Passionnante, déroutante, flippante, surprenante… la Bourgogne est complexe, on ne va pas vous dire le contraire. Côté cépage pourtant, c'est simple : pinot noir (et un petit peu de gamay) pour les rouges, chardonnay ou aligoté pour les blancs. Mais ce qui fait la particularité de la Bourgogne, ce sont ses minuscules terroirs : dès 1098, les moines se sont mis en tête de classifier les parcelles de vignes en fonction de leur emplacement, du sol, du sous-sol, de l'exposition, du micro-climat.

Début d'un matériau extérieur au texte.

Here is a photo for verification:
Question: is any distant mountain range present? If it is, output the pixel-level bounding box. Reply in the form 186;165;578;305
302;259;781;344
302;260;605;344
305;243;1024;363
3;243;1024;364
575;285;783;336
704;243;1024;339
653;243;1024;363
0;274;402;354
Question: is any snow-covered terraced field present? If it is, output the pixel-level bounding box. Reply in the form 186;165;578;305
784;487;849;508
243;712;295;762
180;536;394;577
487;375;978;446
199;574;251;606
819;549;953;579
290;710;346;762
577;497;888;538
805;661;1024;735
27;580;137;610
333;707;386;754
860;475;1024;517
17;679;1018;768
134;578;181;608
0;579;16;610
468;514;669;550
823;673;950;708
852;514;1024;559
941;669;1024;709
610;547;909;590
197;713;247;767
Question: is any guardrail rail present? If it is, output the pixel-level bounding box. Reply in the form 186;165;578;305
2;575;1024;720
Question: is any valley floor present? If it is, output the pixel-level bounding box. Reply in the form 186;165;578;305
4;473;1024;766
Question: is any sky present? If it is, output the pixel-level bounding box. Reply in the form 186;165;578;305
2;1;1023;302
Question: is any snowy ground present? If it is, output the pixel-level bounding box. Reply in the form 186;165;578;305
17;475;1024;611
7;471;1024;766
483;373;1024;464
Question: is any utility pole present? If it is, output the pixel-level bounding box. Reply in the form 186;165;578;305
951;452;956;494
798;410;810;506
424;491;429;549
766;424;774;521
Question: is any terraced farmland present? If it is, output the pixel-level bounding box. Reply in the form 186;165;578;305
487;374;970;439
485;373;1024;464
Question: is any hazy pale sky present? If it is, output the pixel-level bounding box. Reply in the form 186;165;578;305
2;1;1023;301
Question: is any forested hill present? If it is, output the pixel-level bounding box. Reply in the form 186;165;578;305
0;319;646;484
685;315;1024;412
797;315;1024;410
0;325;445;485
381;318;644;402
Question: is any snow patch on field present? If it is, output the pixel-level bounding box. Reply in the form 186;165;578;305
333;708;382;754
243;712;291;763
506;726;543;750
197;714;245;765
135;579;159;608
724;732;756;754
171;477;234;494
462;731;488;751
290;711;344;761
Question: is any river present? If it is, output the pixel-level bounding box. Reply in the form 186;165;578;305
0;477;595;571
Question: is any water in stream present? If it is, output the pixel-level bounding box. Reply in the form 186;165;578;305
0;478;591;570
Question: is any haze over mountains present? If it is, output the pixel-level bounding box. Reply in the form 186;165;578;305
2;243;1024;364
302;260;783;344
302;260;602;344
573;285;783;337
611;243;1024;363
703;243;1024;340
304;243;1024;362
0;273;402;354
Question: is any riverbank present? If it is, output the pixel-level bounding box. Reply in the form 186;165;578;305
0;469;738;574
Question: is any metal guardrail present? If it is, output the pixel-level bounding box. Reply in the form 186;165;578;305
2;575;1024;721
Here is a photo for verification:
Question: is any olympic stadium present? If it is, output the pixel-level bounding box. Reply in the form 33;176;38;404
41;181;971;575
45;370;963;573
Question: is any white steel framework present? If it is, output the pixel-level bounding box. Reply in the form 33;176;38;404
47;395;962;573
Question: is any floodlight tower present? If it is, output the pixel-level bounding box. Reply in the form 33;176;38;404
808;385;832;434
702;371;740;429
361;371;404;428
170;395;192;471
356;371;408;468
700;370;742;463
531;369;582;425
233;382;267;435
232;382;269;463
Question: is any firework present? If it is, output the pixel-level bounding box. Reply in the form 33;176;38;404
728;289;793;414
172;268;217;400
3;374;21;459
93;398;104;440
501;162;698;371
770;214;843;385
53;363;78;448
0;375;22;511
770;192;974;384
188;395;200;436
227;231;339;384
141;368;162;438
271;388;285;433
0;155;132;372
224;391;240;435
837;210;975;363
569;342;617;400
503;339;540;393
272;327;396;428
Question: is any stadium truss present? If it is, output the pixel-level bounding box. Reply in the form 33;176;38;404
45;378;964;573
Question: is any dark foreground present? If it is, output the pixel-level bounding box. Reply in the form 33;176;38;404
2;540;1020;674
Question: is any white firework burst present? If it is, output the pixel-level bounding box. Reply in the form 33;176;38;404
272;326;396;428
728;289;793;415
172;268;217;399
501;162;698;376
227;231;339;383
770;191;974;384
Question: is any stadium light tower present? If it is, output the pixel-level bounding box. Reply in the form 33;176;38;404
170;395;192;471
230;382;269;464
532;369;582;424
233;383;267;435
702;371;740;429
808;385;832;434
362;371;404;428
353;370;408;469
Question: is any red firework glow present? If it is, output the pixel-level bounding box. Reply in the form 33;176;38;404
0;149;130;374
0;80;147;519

Un casse-tête néanmoins utile et pertinent qui explique, qu'à quelques mètres près, les mêmes appellations ne produisent pas les mêmes vins… Alors forcément, dans le verre, on est souvent perdu. Pour apprivoiser la Bourgogne, il faut donc être patient, bien conseillé et tomber sur les bons domaines. Mais franchement, ça vaut le coup ! Ne focalisez pas forcément sur les 33 Grands Crus (situés principalement en Côte de Beaune et de Nuits, ils sont parfois hors de prix ou tout simplement introuvables), mais partez plutôt à la conquête des appellations moins guindées. On pense par exemple à Pernand-Vergelesses ou Saint-Aubin, aux terroirs de Vézelay ou Irancy, aux Maranges ou à Montagny ou encore Rully ou Saint-Véran. Vous serez agréablement surpris, notamment par le rapport qualité-prix.